… and Sourcing Innovation crosses the 1,000,000 word mark!
That’s right, after a mere three years and three months, Sourcing Innovation crossed the 1,000,000 word mark yesterday and became only the second supply management blog to reach that point. Not even e-Sourcing Forum and Supply Excellence, the only other blogs that have been publishing as long and (almost) as regularly, have come close to reaching this mark.
Blog | Live (Y-M-D) | Posts (Approx) * | Words (Approx) * |
Spend Matters | 2004-11-30 | 3,265 | 1,180,354 |
Sourcing Innovation | 2006-06-09 | 1,472 | 1,000,337 |
e-Sourcing Forum | 2005-08-30 | 1,013 | 386,369 |
Supply Excellence | 2006-04-30 | 737 | 234,292 |
To put this in perspective, the entire Harry Potter series (all seven books) only contains 1,090,739 words. This says that, in a little over three years, on this blog alone, I’ve provided you more free content than J. K. Rowling published in the Harry Potter series over the span of a decade. And let me repeat the phrase “on this blog alone” because I’ve also (co-)authored almost the entire e-Sourcing Wiki (which contains over 30 distinct wiki-papers consisting of over 229,160 words), contributed over 90 guest posts to various blogs and e-publications (some of which are indexed in this post and this post and total over 86,000 words), authored a number of Illuminations and white-papers (which collectively contain over 21,050 words) and co-authored and edited the e-Sourcing Handbook (which is approximately 91,500 words). (If you add it all up, that’s over 1,427,700 words!)

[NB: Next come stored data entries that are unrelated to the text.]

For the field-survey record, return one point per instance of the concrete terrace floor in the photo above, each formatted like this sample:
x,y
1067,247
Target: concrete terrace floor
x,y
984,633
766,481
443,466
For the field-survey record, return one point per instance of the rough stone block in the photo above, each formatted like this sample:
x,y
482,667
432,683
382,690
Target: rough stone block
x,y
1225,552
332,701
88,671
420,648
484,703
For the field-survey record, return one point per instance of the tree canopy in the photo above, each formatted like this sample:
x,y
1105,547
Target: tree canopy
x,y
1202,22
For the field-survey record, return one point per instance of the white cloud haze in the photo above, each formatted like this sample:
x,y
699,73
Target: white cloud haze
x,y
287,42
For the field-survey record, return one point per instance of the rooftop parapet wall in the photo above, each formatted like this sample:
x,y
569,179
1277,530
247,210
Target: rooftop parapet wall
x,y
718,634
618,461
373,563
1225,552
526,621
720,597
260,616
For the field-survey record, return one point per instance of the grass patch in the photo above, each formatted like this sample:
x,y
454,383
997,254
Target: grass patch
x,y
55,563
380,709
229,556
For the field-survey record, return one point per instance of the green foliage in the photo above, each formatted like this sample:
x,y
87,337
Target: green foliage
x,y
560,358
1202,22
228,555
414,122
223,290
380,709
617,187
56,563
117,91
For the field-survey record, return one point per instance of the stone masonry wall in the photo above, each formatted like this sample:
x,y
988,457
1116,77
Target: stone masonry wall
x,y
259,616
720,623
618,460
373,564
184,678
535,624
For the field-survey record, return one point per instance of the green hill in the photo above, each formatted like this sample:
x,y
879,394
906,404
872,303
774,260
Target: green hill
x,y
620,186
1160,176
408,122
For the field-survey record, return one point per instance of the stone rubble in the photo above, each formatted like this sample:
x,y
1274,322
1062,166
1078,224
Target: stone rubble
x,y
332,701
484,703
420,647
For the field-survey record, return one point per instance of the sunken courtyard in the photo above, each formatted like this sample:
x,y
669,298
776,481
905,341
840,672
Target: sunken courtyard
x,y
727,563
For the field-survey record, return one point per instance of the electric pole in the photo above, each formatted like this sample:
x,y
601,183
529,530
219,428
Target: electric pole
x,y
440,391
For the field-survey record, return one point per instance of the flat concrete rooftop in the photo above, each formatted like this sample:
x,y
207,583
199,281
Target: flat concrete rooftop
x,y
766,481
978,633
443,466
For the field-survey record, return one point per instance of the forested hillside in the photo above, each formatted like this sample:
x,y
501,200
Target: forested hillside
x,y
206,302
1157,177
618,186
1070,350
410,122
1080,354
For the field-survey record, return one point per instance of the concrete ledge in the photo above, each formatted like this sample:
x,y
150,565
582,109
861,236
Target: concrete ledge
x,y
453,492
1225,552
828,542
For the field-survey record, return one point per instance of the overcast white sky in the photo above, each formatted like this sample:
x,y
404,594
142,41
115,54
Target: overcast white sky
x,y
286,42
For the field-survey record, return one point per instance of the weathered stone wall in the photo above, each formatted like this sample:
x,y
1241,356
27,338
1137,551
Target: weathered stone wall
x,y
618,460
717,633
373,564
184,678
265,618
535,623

And, dear marketer, that’s one of the many reasons why your search traffic comes here.
*Methodology: Since each blog uses a standard blog package that utilizes common page structures, utilizing the “archive” URL format by day, I wrote a script that downloaded each day and extracted each unique URL using the “post” URL format (over time). It then downloaded each post page, extracted the post, saved it as text, and ran it through a word counter. (Random) Errors or inconsistencies in page generation (caused by a stray special character, etc.) could have prevented some posts from being extracted or properly parsed, but my manual checks satisfied me that over 95% of posts were captured and properly parsed, so the table is at least relatively accurate.